Picked my car up from its service in town today (Saturday). Despite the car having been given a clean re: all the touch points, I brought my own sanitiser and gave the inside of the car a good wipe down myself before getting inside to drive the car home. But here’s a question….
During the week, I stumbled across the video below. I remember watching a TV documentary about this great archaeological find quite a few years ago and found it intriguing then and still do today. Thought I’d share below—it’s worth a look peeps.
Just about fell off my chair when the last few words were spoken in this video—these words have been on my mind for the past week or so!!! 😲
Video 20 mins 47 secs and worth every second watching—seriously!
We were woken just before 5 am this morning (Saturday) to the sound of thunder. It lasted right up until 9 am before moving out across the North Sea. I haven’t heard thunder claps like it in quite some time. There wasn’t much lightening (at least not to be seen), because there was a mist over the whole area at the time which no doubt hid the lightening flashes to a greater degree.
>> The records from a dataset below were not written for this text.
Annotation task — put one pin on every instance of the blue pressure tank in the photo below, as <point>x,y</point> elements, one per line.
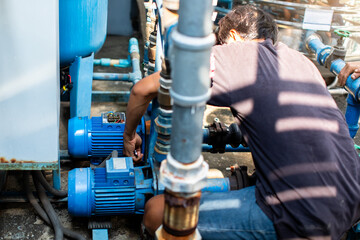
<point>99,136</point>
<point>82,28</point>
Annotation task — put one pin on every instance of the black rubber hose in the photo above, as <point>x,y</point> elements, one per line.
<point>57,193</point>
<point>67,232</point>
<point>59,235</point>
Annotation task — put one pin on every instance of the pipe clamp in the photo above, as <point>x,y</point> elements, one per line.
<point>189,101</point>
<point>179,177</point>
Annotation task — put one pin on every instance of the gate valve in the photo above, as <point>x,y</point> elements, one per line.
<point>221,134</point>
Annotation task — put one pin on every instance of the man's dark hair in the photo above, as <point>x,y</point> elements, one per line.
<point>250,22</point>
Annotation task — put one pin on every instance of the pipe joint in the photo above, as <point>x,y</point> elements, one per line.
<point>192,43</point>
<point>189,101</point>
<point>188,178</point>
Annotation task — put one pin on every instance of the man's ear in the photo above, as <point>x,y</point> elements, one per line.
<point>235,36</point>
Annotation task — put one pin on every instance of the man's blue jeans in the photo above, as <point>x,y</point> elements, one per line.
<point>233,215</point>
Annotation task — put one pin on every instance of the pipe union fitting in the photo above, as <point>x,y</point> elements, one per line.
<point>179,177</point>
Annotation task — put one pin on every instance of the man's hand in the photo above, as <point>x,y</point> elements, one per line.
<point>132,145</point>
<point>351,68</point>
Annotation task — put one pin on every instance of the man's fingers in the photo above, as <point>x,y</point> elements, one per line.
<point>138,158</point>
<point>355,75</point>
During the storm, the heavens opened and we had torrential rainfall. At the moment (1.15 pm), the mist has risen and the sun is trying to break through the clouds; it’s a little cooler but still feels very moist and wet outside. I’ve got a thumper of headache, but that’s not unusual—I always seem to get a bad headache either before, during or after a thunder storm. Something to do with air pressure apparently.
Do you find these current times still feel strange? To be honest, three months on and I’m still struggling with how ‘weird’ things seems most days.
It feels like the carefree world we once knew has been disconnected and we’ve been plugged into a different world—one where we need to be vigilant and watch out for an invisible enemy.
This virus is in effect “an attack on all humanity;” there is no other way to look at it; the whole world is laid vulnerable. I believe it was Nicola Sturgeon who said, “things should not feel ‘normal’ during lock down” and she was right; things definitely do not feel normal!